ABA Lobbyist: Banks Adamantly Oppose MBL-TAG Legislative Package
CUNA’s attempts to craft a package that would include legislation to increase the credit union member business lending cap to 27.5% of assets and extend FDIC deposit insurance for bank transaction accounts would have to overcome one influential group: the American Bankers Association.
James Ballentine, chief lobbyist for the ABA, said his trade association adamantly opposes such a deal because a Transaction Account Guarantee bill would also extend the same share insurance benefits to credit union non-interest paying transaction accounts.

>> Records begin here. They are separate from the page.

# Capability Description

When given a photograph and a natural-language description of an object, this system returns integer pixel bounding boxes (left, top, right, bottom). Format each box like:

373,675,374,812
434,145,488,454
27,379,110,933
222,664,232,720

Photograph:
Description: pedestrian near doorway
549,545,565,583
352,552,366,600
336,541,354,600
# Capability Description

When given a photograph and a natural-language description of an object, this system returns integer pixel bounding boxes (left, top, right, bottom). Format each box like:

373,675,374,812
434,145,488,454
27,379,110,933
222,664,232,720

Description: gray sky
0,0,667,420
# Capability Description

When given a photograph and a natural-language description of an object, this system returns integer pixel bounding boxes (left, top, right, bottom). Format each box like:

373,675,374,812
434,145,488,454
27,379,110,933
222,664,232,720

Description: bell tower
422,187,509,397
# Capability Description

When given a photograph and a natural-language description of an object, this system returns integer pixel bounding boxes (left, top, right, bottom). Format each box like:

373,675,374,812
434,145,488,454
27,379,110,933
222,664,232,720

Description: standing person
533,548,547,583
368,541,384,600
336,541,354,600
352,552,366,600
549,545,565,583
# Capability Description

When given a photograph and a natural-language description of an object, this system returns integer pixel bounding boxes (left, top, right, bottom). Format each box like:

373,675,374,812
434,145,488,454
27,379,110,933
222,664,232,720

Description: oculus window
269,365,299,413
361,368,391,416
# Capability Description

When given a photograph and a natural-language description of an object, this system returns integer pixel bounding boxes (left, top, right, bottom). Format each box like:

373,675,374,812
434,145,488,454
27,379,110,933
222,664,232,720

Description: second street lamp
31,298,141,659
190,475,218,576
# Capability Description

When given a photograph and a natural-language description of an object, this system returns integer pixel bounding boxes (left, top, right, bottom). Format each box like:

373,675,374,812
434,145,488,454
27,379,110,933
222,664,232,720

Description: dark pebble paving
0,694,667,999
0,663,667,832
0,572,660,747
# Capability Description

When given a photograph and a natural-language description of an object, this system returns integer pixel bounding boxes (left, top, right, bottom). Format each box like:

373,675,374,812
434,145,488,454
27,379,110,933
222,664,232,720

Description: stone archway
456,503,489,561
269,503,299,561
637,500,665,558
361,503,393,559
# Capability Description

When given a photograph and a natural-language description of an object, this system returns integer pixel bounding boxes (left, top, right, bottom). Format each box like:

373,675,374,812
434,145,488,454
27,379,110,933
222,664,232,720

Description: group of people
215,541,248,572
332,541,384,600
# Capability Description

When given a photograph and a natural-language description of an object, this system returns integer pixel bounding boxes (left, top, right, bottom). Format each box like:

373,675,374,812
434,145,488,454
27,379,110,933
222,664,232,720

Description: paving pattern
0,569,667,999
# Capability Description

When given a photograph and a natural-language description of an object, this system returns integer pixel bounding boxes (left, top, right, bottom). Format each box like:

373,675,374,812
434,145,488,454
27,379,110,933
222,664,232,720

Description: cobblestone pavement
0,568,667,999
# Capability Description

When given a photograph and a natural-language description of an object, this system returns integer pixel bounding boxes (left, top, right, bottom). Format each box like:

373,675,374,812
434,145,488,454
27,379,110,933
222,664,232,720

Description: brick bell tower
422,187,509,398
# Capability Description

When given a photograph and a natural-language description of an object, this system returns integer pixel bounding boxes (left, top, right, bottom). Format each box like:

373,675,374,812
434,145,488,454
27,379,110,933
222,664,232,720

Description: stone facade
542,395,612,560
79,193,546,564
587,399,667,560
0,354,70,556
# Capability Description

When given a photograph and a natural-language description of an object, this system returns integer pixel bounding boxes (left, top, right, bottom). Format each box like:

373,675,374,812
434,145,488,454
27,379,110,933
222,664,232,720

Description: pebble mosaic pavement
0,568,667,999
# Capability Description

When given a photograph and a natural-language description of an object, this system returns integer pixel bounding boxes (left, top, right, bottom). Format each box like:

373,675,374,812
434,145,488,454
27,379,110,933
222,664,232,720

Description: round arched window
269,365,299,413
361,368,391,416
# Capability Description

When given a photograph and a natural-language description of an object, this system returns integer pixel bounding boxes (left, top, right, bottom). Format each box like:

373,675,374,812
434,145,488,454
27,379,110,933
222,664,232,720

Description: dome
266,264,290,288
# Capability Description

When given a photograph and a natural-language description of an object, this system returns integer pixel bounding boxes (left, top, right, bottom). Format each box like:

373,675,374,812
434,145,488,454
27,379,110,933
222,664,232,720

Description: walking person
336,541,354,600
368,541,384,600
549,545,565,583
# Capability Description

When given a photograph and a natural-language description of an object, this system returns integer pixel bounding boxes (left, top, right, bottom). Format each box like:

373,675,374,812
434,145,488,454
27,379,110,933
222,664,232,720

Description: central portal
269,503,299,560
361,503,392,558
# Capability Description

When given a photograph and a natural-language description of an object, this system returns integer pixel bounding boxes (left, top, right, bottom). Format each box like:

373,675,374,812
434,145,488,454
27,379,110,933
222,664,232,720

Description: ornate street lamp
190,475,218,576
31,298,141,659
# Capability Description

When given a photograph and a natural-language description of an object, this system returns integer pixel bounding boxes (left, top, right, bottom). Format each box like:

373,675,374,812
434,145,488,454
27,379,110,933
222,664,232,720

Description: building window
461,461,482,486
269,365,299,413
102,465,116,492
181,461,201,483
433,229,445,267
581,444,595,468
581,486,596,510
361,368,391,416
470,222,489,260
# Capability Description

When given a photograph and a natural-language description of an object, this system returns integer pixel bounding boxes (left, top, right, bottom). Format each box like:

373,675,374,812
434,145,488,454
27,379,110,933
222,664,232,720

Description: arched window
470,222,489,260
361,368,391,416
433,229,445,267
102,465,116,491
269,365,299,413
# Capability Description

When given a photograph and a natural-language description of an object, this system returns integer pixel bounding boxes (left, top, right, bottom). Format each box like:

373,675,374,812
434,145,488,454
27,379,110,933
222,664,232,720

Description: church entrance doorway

“[Credit unions] would certainly be included, and we would ask that they would be included,” Ballentine said. “So asking for that and more, we certainly think is a bit of an overreach.”
The bank lobbyist said efforts to increase the MBL cap have not succeeded because “facts indicate there are a number of credit unions that have more than enough business lending capacity already.”
Additionally, he said, the bill would benefit a select few credit unions.
“There are over 7,000 credit unions and about that many banks, and we’re not going out and requesting something that would only apply to 29 banks,” he said. “We would never do that, and I think Congress recognizes that.”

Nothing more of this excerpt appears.